The congregation reminds the faithful that those who are unable to receive Holy Communion under the species of “bread” may receive Holy Communion under the species of “wine” alone. This is an important reason that Holy Communion be offered under both species at all Masses celebrated. While it had previously been only under the authority of the local bishop to permit the use of mustum and low gluten-hosts, the Congregation for the Doctrine of the Faith has granted that the provision of this may now be granted to pastors (Canon 137.1).
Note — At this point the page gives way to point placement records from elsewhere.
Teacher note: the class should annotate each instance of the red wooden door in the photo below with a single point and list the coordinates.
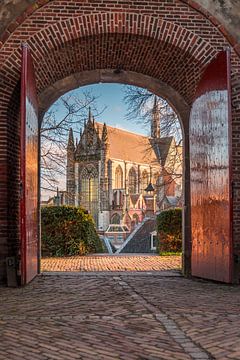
(210, 162)
(29, 170)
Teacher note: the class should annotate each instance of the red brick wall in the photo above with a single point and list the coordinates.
(167, 40)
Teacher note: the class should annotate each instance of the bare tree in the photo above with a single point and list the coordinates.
(54, 131)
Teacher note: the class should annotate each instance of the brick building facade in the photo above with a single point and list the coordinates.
(161, 45)
(109, 170)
There is a distinction made between clergy and the faithful in the use of mustum and low-gluten hosts. The documentation for this is found in the November 2003 edition of the BCL Newsletter which may be found either at the USCCB website or on request from the Office of Liturgy.

The use of Sunday Celebrations in the Absence of a Priest:

The use of this ritual text is solely at the direction of the Bishop (#8, 10 and 14). Before the use of this ritual, permission must be given by the Bishop or one of the Vicars General.

Mass Stipends and Mass Intentions:

Only a single paid and published Mass intention can be made for a Celebration of the Eucharist. Please refer to Canons 946, 947 and 948. Separate Masses are to be applied for each offering. At a concelebrated Mass there may be intentions equal to the number of concelebrating priests.

Liturgical Books in Spanish:

The use of the Mexican translations of the Misal Romano and the Leccionario are properly used in the United States for the Celebration of Mass. These books, published by the Mexican Conference of Bishops, are available through Liturgical Press.